The services and active_directory sections of my tactic_conf.xml:

  <security>
    <version>2</version>
    <ticket_expiry>10 hour</ticket_expiry>
    <authenticate_mode>autocreate</authenticate_mode>
    <authenticate_class>security.CustomLdapAuthenticate</authenticate_class>
    <authenticate_domains>mydomain.com</authenticate_domains>
    <authenticate_version>2</authenticate_version>
    <auto_create_user>true</auto_create_user>
    <case_insensitive_login>true</case_insensitive_login>
    <ldap_server>ldap://dc1.mydomain.com</ldap_server>
    <ldap_path>mydomain\{login}</ldap_path>
    <api_require_password>true</api_require_password>
    <api_password/>
  </security>
  <active_directory>
    <domains>mydomain.com</domains>
    <allow>all</allow>
    <default_groups>client</default_groups>
    <default_license_type>default</default_license_type>
  </active_directory>

Any help appreciated.

oboreo's picture
Submitted by oboreo on

You can see in your ldap_authenticate.py file, These 2 lines were commented out in the verify() method. You would need to uncomment them for Active Directory setup. 
 

  #l.protocol_version = 3
  #l.set_option(ldap.OPT_REFERRALS, 0)
 
The other issue you have is that more than one entry is found in your AD with that login name. It doesn't affect login.. but it affects the filling in of info post logging in. 

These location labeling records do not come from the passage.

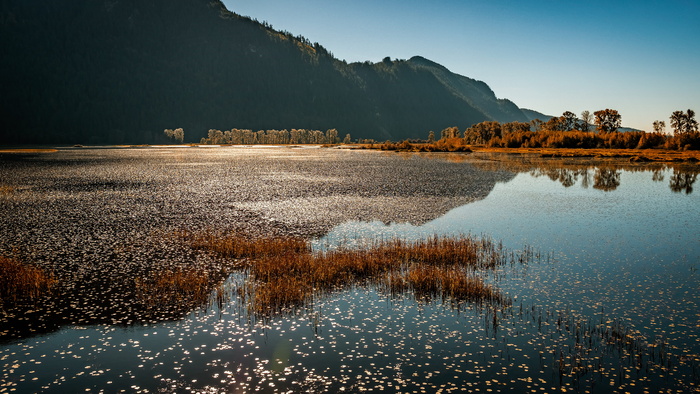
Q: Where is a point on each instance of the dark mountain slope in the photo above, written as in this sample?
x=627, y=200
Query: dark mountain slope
x=120, y=71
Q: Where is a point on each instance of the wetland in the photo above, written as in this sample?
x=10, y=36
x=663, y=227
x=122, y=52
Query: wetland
x=586, y=270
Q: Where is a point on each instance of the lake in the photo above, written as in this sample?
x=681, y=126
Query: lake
x=603, y=277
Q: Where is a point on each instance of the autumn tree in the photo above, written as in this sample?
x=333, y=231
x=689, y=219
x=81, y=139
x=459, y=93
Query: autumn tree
x=684, y=123
x=177, y=134
x=584, y=124
x=659, y=126
x=568, y=121
x=449, y=132
x=607, y=120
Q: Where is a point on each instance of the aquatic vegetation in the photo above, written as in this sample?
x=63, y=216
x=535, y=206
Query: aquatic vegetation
x=284, y=272
x=19, y=280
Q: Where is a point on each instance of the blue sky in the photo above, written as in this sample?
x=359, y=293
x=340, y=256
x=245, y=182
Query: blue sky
x=641, y=58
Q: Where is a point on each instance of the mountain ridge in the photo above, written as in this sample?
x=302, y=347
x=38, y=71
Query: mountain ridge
x=86, y=71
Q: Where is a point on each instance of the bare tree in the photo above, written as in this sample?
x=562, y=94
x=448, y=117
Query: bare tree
x=659, y=126
x=586, y=120
x=607, y=120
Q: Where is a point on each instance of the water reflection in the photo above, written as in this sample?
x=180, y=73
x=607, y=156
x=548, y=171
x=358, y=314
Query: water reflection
x=605, y=175
x=683, y=181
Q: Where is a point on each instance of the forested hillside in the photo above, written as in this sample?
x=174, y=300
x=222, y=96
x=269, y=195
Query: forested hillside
x=122, y=71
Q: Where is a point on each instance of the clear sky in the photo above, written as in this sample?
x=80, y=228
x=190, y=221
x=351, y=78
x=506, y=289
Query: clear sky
x=641, y=57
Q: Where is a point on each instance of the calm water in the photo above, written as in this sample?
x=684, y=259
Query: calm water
x=620, y=259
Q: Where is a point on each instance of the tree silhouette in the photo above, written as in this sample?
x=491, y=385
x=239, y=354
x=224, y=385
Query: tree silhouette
x=569, y=120
x=585, y=122
x=684, y=123
x=607, y=120
x=659, y=126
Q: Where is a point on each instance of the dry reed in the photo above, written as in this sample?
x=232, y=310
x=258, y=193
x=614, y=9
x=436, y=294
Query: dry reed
x=284, y=272
x=19, y=280
x=175, y=287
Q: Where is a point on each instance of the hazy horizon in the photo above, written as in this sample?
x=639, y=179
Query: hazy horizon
x=639, y=58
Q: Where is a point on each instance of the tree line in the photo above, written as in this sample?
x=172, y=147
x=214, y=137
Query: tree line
x=599, y=130
x=281, y=137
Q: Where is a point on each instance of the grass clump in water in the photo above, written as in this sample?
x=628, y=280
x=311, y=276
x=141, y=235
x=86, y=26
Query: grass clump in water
x=22, y=281
x=285, y=272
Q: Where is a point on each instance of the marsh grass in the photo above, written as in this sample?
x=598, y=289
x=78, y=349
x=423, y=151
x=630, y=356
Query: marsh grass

Submitted by supporto.sb on

Hi,
I installed TACTIC with the version for VMWARE (Fedora).
I followed all procedures, but in step 5 I still get the error LdapErr: DSID-0C0903A9.

LDAP_SERVER =  'ldap://mydomain.com' (also with 'ldap://myserver.mydomain.com')
LDAP_USER =  'MYDOMAIN\myADuser'
LDAP_PASSWORD = 'mypassword'
BASE_DN = 'DC=myserver,DC=mydomain,DC=com'

I tried with AD Administrator user, with specific AD user, but always with "Invalid credential".
I tried with upper and lower case, with and without "DC=myserver", with and without "CN,OU"
I modified my tactic_config.xml with the instructions.
Someone have got another idea or another example please?
Thank you.

Submitted by Nick Jacka on

Hi there,
I was wondering if you or anyone else found a souloution to this error.
I have gone over my setup multiple times, with numorus sugestions for fixes to no avail.
We are using 4.1.0 v05 on Centos 7.
Cheers

Submitted by krs on

hi 
 
I
I tried every configuration with using user and password, but i always received error code 37 with DN syntax Error.
 But at last i tried  connect ldap with no creditenials and it seems server allows to use anonymous login.
 
When i edit ldap_authenticate.py with this
LDAP_SERVER = 'ldap://myserverIP'
LDAP USER= ' ' 
LDAP PASSWORD= ' ' 
BASE_DN'dc = myserverdomain',dc=com'
 
It finally connected with result as setep 5.
 
Anybody go idea how to fill tactic-conf.xml in that matter.
 
 

Pan@nma's picture
Submitted by Pan@nma on

Step 4, In <TACITC_BASE_DIR>/custom, unzip the attached file there.
Attached file is mean? I can't find any file there.